Skip to content

Setting up a Spark 2.0 notebook with MLeap and Toree

Mikhail Semeniuk edited this page Jan 23, 2017 · 7 revisions

Setting up a Spark 2.0 notebook with MLeap an Toree

Install Jupyter and Toree

We are going to assume you already have the following installed:

  1. Python 2.x
  2. Docker (required to install Toree)

Install Jupyter

virtualenv venv

source ./venv/bin/activate

pip install jupyter

Build and install Toree

Clone master into your working directory from Toree's github repo.

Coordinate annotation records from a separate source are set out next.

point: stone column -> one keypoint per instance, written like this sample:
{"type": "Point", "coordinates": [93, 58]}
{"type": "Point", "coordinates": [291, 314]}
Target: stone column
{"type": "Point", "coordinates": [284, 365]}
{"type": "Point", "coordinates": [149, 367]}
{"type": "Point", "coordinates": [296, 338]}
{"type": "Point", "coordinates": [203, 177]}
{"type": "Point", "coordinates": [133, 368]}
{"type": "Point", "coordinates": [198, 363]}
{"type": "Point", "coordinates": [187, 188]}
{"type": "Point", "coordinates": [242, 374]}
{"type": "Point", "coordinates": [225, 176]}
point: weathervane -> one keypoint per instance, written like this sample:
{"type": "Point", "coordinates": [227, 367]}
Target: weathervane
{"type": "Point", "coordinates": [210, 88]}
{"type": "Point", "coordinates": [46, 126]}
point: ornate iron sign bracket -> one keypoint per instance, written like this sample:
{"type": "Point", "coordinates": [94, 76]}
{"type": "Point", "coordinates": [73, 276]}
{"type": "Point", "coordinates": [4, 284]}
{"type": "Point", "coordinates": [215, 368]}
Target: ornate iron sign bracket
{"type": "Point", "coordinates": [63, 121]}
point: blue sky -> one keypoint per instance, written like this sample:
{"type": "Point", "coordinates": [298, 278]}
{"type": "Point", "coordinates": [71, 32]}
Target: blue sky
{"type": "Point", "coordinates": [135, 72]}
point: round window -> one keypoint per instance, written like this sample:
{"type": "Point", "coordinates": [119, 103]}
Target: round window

For this next step, you'll need to make sure that docker is running.

$ cd incubator-toree

$ make release

$ cd dist/toree-pip

$ pip install .

SPARK_HOME=<path to spark> jupyter toree install

Launch Notebook and Include MLeap

The most error-proof way to add mleap to your project is to modify the kernel directly (or create a new one for Toree and Spark 2.0).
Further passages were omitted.